J'étais une simple serveuse. Je n'avais aucun lien avec le crime, aucune dette, aucun secret. Et pourtant, je me retrouvais enfermée dans la maison d'un homme que tout le monde craignait.
Un homme qui me troublait bien plus que je ne voulais l'admettre.
Je soupirai et me redressai. Impossible de rester allongée plus longtemps.
Ma chambre était immense, luxueuse, mais elle me donnait l'impression d'être une prisonnière. Je me levai, pieds nus sur le sol froid, et me dirigeai vers la porte.
Quand je l'ouvris, le couloir était plongé dans la pénombre.
L'atmosphère du manoir était différente la nuit. Plus lourde, plus dangereuse. Comme si l'ombre de Nikolaï Volkov hantait chaque recoin.
Je longeai le couloir, incertaine de ce que je cherchais. De l'air ? Des réponses ?
J'arrivai devant une porte entrebâillée. De la lumière filtrait à l'intérieur.
Curieuse, je poussai légèrement la porte...

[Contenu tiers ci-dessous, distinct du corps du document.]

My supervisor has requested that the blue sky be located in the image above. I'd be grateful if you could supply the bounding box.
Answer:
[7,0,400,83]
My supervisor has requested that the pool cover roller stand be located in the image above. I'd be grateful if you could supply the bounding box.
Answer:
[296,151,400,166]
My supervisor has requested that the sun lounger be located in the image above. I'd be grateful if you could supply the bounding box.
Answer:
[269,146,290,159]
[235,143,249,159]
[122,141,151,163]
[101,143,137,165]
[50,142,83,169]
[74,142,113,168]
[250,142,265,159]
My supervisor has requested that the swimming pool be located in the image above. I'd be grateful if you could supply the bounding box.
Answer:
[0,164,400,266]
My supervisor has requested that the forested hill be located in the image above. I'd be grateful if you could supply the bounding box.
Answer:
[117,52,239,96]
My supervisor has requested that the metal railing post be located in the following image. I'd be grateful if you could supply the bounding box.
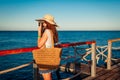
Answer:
[107,40,112,70]
[91,42,96,77]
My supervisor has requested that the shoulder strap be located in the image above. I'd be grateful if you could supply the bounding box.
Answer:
[50,30,54,48]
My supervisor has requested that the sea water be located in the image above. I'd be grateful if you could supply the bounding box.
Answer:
[0,31,120,80]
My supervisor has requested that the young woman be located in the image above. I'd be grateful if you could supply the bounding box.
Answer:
[37,14,58,80]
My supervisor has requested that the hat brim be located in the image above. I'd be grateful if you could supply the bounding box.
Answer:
[35,19,58,27]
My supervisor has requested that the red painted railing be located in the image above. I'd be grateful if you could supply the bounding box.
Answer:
[0,41,95,56]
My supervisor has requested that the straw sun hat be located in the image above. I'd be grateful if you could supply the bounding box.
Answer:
[36,14,57,25]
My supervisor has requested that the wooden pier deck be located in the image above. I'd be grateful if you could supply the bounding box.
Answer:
[60,59,120,80]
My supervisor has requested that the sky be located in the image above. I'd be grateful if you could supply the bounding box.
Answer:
[0,0,120,31]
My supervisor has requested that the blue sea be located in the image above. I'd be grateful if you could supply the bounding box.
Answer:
[0,31,120,80]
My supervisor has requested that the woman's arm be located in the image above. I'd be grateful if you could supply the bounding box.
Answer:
[38,29,48,48]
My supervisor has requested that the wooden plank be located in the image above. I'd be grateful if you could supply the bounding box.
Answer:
[82,63,120,80]
[97,67,120,80]
[106,70,120,80]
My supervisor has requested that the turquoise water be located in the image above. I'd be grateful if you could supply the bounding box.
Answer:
[0,31,120,80]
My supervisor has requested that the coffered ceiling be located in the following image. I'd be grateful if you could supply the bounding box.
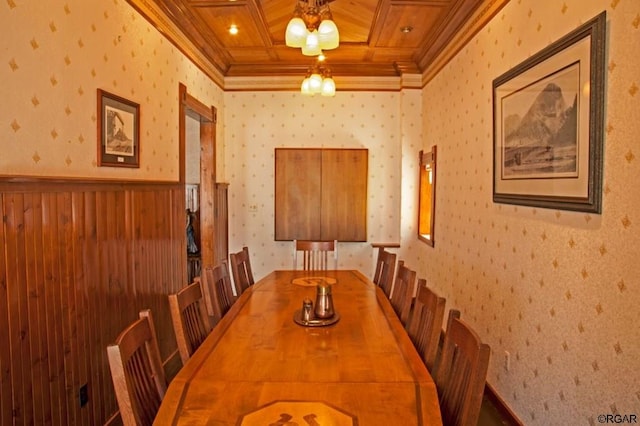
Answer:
[128,0,505,86]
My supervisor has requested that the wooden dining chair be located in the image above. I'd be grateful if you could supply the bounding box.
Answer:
[407,278,446,372]
[169,277,211,364]
[293,240,338,271]
[433,316,491,426]
[203,261,236,324]
[107,310,167,426]
[391,260,416,327]
[229,247,255,296]
[373,247,396,297]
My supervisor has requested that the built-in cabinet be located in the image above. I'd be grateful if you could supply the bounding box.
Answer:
[275,148,368,241]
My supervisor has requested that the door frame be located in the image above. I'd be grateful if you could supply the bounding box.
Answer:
[178,83,218,274]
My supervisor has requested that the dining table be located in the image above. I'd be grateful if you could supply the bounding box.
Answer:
[154,270,442,426]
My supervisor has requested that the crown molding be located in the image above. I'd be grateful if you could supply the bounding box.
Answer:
[422,0,509,87]
[127,0,224,89]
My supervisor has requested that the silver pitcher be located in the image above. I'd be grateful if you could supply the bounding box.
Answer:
[314,283,335,319]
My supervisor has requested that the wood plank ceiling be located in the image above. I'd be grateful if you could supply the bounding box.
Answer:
[128,0,498,86]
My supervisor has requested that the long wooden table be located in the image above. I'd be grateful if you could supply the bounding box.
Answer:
[155,271,442,426]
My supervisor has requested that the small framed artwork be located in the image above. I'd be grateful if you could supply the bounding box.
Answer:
[98,89,140,167]
[493,12,606,213]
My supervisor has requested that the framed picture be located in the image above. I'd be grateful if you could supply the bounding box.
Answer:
[98,89,140,167]
[493,12,606,213]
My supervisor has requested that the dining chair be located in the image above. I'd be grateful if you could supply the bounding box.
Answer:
[229,247,255,296]
[433,316,491,426]
[391,260,416,327]
[293,240,338,271]
[107,309,167,426]
[169,277,211,364]
[407,278,446,372]
[204,260,236,324]
[373,247,396,297]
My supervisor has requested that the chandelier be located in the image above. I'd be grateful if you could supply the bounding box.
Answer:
[300,61,336,96]
[285,0,340,56]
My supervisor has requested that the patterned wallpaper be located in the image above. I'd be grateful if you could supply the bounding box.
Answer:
[0,0,640,425]
[422,0,640,425]
[0,0,223,181]
[224,91,410,278]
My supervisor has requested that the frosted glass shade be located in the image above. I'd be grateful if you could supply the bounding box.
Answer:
[284,18,309,47]
[318,19,340,50]
[302,30,322,56]
[300,77,313,96]
[320,77,336,96]
[309,73,322,94]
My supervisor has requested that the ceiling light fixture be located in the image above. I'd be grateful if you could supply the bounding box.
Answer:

Et ce que je vis me coupa le souffle.
Nikolaï était là, torse nu, une serviette enroulée autour de ses hanches. Des gouttes d'eau glissaient le long de ses muscles sculptés, trahissant une douche récente.
Il se retourna lentement vers moi, comme s'il savait que j'étais là depuis le début.
Son regard me captura aussitôt.
- Tu ne devrais pas être ici, murmura-t-il.
Ma bouche s'assécha.
- Je... je ne dormais pas.
Un sourire en coin apparut sur ses lèvres.
- Et donc tu as décidé d'explorer ma maison en pleine nuit ?
Sa voix rauque envoya un frisson le long de ma colonne vertébrale.
Je détournai les yeux, honteuse.
- Je voulais juste... réfléchir.
Un silence s'installa. Puis, sans prévenir, il s'approcha lentement.
Je voulus reculer, mais mon corps refusa de bouger.
- Réfléchir à quoi ?
Son souffle chaud effleura ma peau. Je sentis mon cœur tambouriner dans ma poitrine.
- À pourquoi vous faites ça, murmurai-je.
Il posa un doigt sous mon menton, relevant doucement mon visage vers le sien.
- Et as-tu trouvé la réponse ?
Je secouai la tête.
- Non.
Son regard devint plus sombre, plus intense.
- Alors peut-être que tu cherches au mauvais endroit.
Ses doigts effleurèrent ma joue, et je me sentis prise dans une tempête dont je ne contrôlais plus rien.
Je savais qu'il était dangereux. Qu'il représentait tout ce que je devais fuir.
Mais à cet instant précis, je ne voulais pas fuir.
Je voulais comprendre.
Je voulais me perdre.
Dans lui. Dans cette attraction irrésistible qui nous consumait lentement.
Nikolaï s'approcha encore, réduisant l'espace entre nous à un souffle.
- Tu devrais retourner dans ta chambre, murmura-t-il contre ma peau.
Mais nous savions tous les deux que je ne le ferais pas.